ACCU Home page ACCU Conference Page
Search Contact us ACCU at Flickr ACCU at GitHib ACCU at Facebook ACCU at Linked-in ACCU at Twitter Skip Navigation

pinFrom Mechanism to Method: Substitutability

Overload Journal #39 - Sep 2000 + Programming Topics   Author: Kevlin Henney

If I were to say that C++ is a language with a large number of features, it is unlikely that I would be in much danger of igniting a flame war. Where fact gives way to opinion - and sometimes on to the holiest and heated of wars - is in the recommendation of how to work with these features. What is their purpose? What concepts do they express? In short, what methods give sense to the mechanisms, raising the programmer's view of the language from a shopping list of features to recipes that marshal features into designs? Sure, programmers need knowledge of syntax and semantics to make any headway with the language, but this learning curve pretty soon peters out to a plateau, with the sheer face of design rising above it.

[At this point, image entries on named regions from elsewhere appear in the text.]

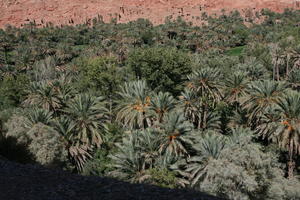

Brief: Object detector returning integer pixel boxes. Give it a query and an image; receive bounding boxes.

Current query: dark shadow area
[0,134,34,164]
[0,160,225,200]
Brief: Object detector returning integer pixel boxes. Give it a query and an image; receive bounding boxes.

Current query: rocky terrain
[0,159,224,200]
[0,0,300,27]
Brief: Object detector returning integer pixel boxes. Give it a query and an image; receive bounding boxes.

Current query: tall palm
[287,69,300,91]
[64,94,108,146]
[269,43,284,81]
[24,108,53,128]
[187,67,223,101]
[179,88,199,122]
[24,81,61,111]
[52,116,92,171]
[172,132,226,186]
[117,81,151,129]
[160,111,193,156]
[179,88,220,130]
[271,91,300,178]
[150,92,176,123]
[242,80,286,125]
[110,129,159,183]
[224,72,249,104]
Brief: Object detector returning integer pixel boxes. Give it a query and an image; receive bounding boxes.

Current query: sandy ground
[0,0,300,27]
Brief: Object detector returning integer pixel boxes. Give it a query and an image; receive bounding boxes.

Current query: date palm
[187,67,223,101]
[242,80,286,125]
[179,88,198,122]
[117,81,151,129]
[224,72,249,104]
[172,132,226,186]
[64,94,107,146]
[23,81,61,111]
[110,129,159,183]
[271,91,300,178]
[160,111,193,156]
[150,92,176,123]
[52,116,92,171]
[24,108,53,128]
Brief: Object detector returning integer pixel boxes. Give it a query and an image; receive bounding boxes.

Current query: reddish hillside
[0,0,300,27]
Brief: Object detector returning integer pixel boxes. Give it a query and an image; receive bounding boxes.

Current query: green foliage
[225,46,245,56]
[0,74,29,110]
[79,57,124,96]
[146,168,178,188]
[127,47,191,95]
[0,10,300,200]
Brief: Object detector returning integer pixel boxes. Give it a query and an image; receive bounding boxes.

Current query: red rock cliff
[0,0,300,27]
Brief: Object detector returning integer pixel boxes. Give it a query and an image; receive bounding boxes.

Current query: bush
[127,47,192,95]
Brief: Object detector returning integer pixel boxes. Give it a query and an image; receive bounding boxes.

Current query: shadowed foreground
[0,160,224,200]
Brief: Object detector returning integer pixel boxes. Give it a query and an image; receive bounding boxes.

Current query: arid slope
[0,0,300,27]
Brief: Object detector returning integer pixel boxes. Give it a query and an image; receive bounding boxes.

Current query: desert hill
[0,0,300,27]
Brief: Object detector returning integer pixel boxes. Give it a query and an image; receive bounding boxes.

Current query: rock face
[0,159,221,200]
[0,0,300,27]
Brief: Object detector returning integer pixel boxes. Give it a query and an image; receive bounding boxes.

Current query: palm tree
[271,91,300,179]
[187,67,223,102]
[242,80,286,125]
[23,81,61,112]
[179,88,221,130]
[224,72,249,106]
[64,94,108,146]
[269,43,284,81]
[287,69,300,91]
[24,108,53,128]
[116,81,151,129]
[179,88,199,122]
[160,111,193,156]
[150,92,176,123]
[52,116,92,171]
[110,129,159,183]
[171,132,226,186]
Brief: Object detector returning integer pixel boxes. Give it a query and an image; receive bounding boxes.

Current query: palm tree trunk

Idioms offer a steady and complementary companion route; patterns that capture an understanding of problem and solution married together at the level of the language [Coplien1992, Coplien1996]. They establish a vocabulary for communicating and formulating design, where "design is the activity of aligning the structure of the application analysis with the available structures of the solution domain" [Coplien1999].

On the other hand, while practices based on accepted wisdom generate comfortable habits, generally simplifying day to day development, this is no reason to be complacent. Occasionally revisiting old maxims can reveal other useful insights that were hiding in the shadows [Henney1998].

'Is a' is not Enough

Attractive as the idea at first seems, the English language does not offer consistently useful advice for the analysis of problems and the statement of software structure. Excitement about nouns as objects and verbs as methods often wears off when the nouning of verbs and verbing of nouns is recognized as common usage.

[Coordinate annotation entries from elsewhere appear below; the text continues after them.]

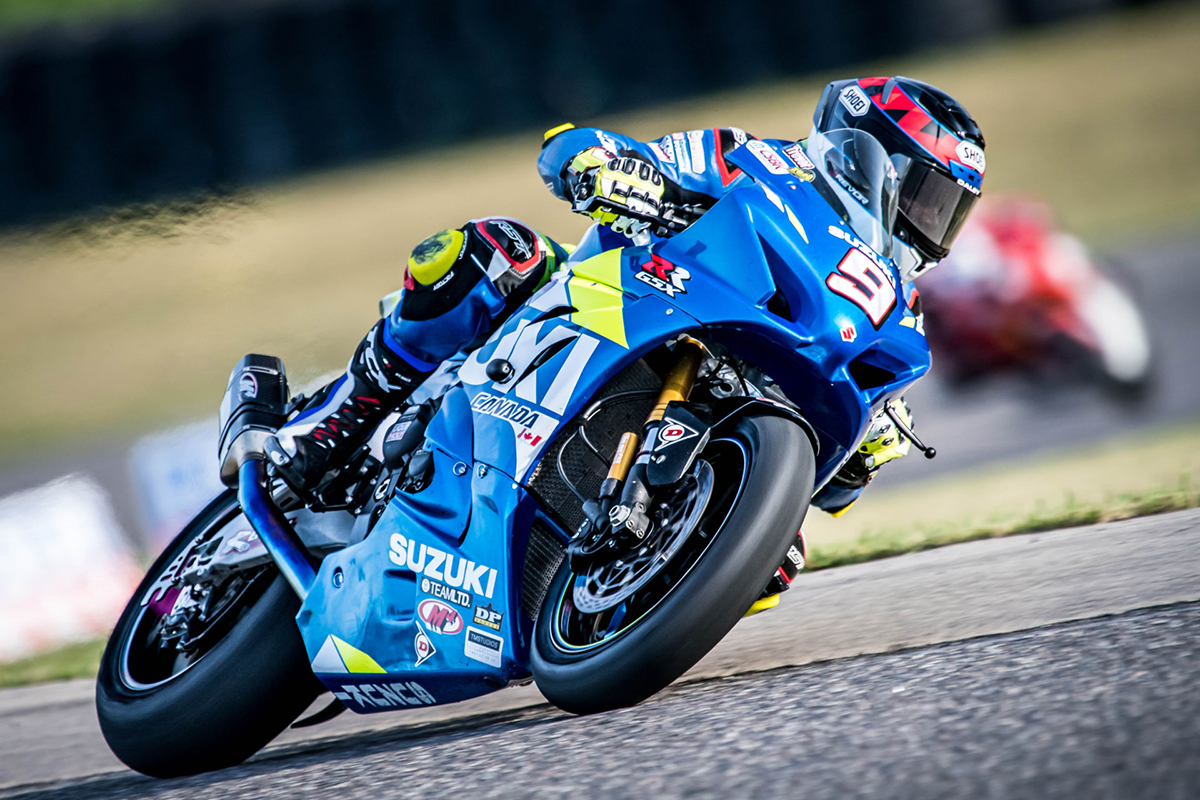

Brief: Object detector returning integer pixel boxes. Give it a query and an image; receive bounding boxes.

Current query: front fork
[577,336,706,556]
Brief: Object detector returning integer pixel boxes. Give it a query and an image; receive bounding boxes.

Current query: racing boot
[264,319,432,499]
[812,397,913,517]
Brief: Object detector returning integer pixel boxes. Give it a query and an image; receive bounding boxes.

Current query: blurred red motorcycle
[920,196,1153,401]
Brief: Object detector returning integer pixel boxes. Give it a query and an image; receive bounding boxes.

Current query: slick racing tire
[532,415,815,714]
[96,491,322,777]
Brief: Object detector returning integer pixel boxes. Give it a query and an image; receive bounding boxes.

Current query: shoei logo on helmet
[838,84,871,116]
[238,372,258,399]
[954,142,988,175]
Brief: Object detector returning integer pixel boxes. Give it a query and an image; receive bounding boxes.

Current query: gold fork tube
[605,432,641,481]
[646,336,704,423]
[605,337,704,483]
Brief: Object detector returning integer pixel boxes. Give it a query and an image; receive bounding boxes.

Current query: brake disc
[574,458,713,614]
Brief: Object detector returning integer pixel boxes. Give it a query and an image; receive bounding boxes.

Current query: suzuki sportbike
[97,131,930,776]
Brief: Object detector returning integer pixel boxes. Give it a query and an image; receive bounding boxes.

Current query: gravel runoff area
[16,603,1200,800]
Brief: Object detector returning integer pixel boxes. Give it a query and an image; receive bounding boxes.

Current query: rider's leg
[266,217,566,494]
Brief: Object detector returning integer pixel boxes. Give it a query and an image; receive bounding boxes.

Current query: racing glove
[566,146,698,237]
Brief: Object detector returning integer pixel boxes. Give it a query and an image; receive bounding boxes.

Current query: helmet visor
[899,162,979,258]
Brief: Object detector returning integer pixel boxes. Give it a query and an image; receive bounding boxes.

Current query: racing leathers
[266,125,907,512]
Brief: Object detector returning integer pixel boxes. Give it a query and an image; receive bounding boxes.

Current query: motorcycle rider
[266,77,984,525]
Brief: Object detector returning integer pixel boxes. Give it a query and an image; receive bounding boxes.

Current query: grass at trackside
[0,5,1200,462]
[0,422,1200,687]
[0,0,172,34]
[0,639,104,688]
[805,474,1200,572]
[804,422,1200,570]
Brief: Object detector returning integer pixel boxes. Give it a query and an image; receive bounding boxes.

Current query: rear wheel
[96,492,322,777]
[532,415,815,714]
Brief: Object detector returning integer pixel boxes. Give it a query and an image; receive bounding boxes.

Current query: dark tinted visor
[899,162,979,256]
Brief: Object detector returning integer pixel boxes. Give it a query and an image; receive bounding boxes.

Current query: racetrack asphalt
[0,510,1200,800]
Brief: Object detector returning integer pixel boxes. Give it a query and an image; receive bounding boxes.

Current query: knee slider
[408,230,467,287]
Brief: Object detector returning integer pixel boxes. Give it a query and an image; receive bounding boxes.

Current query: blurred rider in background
[266,77,985,525]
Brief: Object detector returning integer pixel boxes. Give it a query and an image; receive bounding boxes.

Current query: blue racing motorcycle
[97,131,929,776]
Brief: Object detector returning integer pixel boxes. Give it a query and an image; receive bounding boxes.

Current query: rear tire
[96,492,323,777]
[532,415,815,714]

So it is with the common good practice recommendation guiding the use of public inheritance: It should model an is a relationship rather than ad hoc code reuse. For example, a save-dialog is a dialog box and a list is a sequence, whereas a bounded list is not an unbounded list and vice-versa. The view is that reuse (over)driven approaches lead to the kind of spaghetti inheritance hierarchies that give inheritance a bad name, and the is a approach constrains inheritance hierarchies to more closely model expected classifications.

However, like all analogies it has a breaking point, beyond which rhyme and reason denatures to protracted theological debate around the coffee machine. For instance, Rex is a dog, and although his owner might regard him in a class of his own, it is more likely that developers would view this as an instance of relationship. Preferring is a kind of to is a steers us clear of many of the vagaries of natural language, but not so clear that it clarifies how state models are inherited or how a virtual function should be overridden. For example, can a function that in the base class is guaranteed to accommodate null pointer arguments and never returns a null pointer be sensibly overridden to accept only non-null arguments and return null pointers? The linguistic view does not provide a useful map through such territory.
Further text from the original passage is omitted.